Temp Workers Say Verizon Underpaid Them

     PHILADELPHIA (CN) — A federal class action claims Verizon dodged paying overtime to workers who filled in during a recent high-profile union strike by misclassifying them as independent contractors.
     The class-action lawsuit filed Thursday in Eastern Pennsylvania Federal Court alleges Verizon used a “fissured employment” scheme to shed its responsibility of paying workers the time-and-a-half overtime rate required under federal law, even though the temporary workers routinely clocked as many as 91 hours a week.
     Through this system, Verizon allegedly classified employees who filled in during the union strike as independent contractors of three subordinate companies – Tesinc, Evans Splicing and PS Splicing – even though it still made the workers follow Verizon’s “exacting” procedures.
     This let Verizon dodge the increased cost of employees working more than 40 hours per week while distancing itself from legal responsibility, according to the complaint.
     However, the named plaintiffs, led by Robert Donoghue, say this method should not get around established federal law, arguing “it is the economic reality of the relationship – not Verizon’s self-serving labels – that controls whether plaintiffs met the definition of an ’employee’ under the [Fair Labor Standards Act, or FLSA] and comparable state and wage hour laws.”
     On April 13, roughly 36,000 Verizon workers began a strike that stretched through states on the East Coast, from Massachusetts to Virginia.
     The strike would not end for nearly seven weeks, leading Verizon to hire replacement wireline workers to help keep service to customers of the country’s largest wireless carrier, Thursday’s class action states.
     Pointing to a Verizon press release, the class says Verizon had actually been preparing for the strike ahead of time, training non-union workers in its repair procedures before it began.
     During the strike, the named plaintiffs and members of the class they represent worked as replacement wireline workers who were tasked with maintaining and repairing the copper and fiber cables Verizon uses to deliver television, phone and Internet services to its customers, according to the complaint.

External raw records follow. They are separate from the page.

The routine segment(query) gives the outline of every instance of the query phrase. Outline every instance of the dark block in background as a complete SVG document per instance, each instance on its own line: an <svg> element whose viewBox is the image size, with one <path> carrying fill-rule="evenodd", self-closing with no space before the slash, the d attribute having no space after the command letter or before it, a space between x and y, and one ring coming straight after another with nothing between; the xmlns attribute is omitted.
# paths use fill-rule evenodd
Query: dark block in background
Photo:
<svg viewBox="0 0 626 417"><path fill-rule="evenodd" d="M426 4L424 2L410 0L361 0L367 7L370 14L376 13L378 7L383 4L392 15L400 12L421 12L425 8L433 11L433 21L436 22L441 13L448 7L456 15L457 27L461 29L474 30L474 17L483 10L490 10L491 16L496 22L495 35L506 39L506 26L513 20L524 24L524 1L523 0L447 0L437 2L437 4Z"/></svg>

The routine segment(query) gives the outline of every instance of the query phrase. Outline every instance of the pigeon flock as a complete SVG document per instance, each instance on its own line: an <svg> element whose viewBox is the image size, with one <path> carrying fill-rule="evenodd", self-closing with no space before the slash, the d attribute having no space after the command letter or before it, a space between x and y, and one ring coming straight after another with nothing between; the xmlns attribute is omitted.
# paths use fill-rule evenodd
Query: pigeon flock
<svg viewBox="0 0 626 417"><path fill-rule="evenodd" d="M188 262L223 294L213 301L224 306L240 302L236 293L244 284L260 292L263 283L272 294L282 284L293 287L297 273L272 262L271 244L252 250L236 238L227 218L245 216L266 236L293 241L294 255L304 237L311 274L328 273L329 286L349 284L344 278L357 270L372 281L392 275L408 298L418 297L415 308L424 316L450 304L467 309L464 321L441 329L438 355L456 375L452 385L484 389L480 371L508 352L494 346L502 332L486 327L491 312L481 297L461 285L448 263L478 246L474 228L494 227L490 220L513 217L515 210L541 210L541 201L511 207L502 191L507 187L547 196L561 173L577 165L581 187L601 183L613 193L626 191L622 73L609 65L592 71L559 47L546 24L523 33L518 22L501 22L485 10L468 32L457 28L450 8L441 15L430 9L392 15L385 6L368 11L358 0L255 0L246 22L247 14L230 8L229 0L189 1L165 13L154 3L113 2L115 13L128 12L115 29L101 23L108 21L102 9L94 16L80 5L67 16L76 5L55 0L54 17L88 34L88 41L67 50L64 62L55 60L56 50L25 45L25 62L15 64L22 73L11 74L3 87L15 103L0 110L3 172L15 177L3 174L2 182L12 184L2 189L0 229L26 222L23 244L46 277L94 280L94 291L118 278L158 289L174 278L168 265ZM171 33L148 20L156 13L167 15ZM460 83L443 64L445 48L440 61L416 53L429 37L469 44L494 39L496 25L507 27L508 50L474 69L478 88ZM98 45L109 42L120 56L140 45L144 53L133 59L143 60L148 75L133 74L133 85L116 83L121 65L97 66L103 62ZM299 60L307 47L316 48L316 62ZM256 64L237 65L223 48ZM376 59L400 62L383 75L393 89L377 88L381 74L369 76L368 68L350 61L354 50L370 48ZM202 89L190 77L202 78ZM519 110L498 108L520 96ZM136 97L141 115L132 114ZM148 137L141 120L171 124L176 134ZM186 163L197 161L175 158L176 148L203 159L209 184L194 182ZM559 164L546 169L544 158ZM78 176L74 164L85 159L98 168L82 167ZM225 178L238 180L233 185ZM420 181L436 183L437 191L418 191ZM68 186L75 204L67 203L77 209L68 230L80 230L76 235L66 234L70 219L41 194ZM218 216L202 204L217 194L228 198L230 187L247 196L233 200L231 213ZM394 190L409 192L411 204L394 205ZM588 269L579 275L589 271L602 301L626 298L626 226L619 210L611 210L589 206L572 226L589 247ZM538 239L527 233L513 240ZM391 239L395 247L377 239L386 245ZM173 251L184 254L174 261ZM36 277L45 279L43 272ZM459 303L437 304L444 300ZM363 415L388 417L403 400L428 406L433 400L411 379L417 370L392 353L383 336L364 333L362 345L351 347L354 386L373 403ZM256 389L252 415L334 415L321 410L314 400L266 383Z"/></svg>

     While the telecom giant classified the temporary workers as independent contractors, the named plaintiffs say they underwent similar procedures as traditional employees.
     “For example, defendants ran through background checks on plaintiffs and the class members, made them complete I-9 employee eligibility verification forms, required them to participate in mandatory ‘on-boarding’ programs and safety meetings, withheld money from their paychecks for workers’ compensation and took other deductions from their pay,” the workers claim in the complaint.
     Verizon acted as a joint employer of the temporary workers along with Tesinc, Evans and PS Splicing, and together these companies failed to give the workers the overtime pay to which they were entitled, the class claims in the 28-page lawsuit.
     The plaintiffs seek unpaid overtime wages they say are owed to them, as well as compensatory and liquidated damages to be determined for violations of the Fair Labor Standards Act as well as Pennsylvania and New Jersey wage laws. They are represented by David Cohen of Stephan Zouras LLP in Philadelphia.
     Verizon declined to comment on the lawsuit, saying it does not comment on ongoing litigation.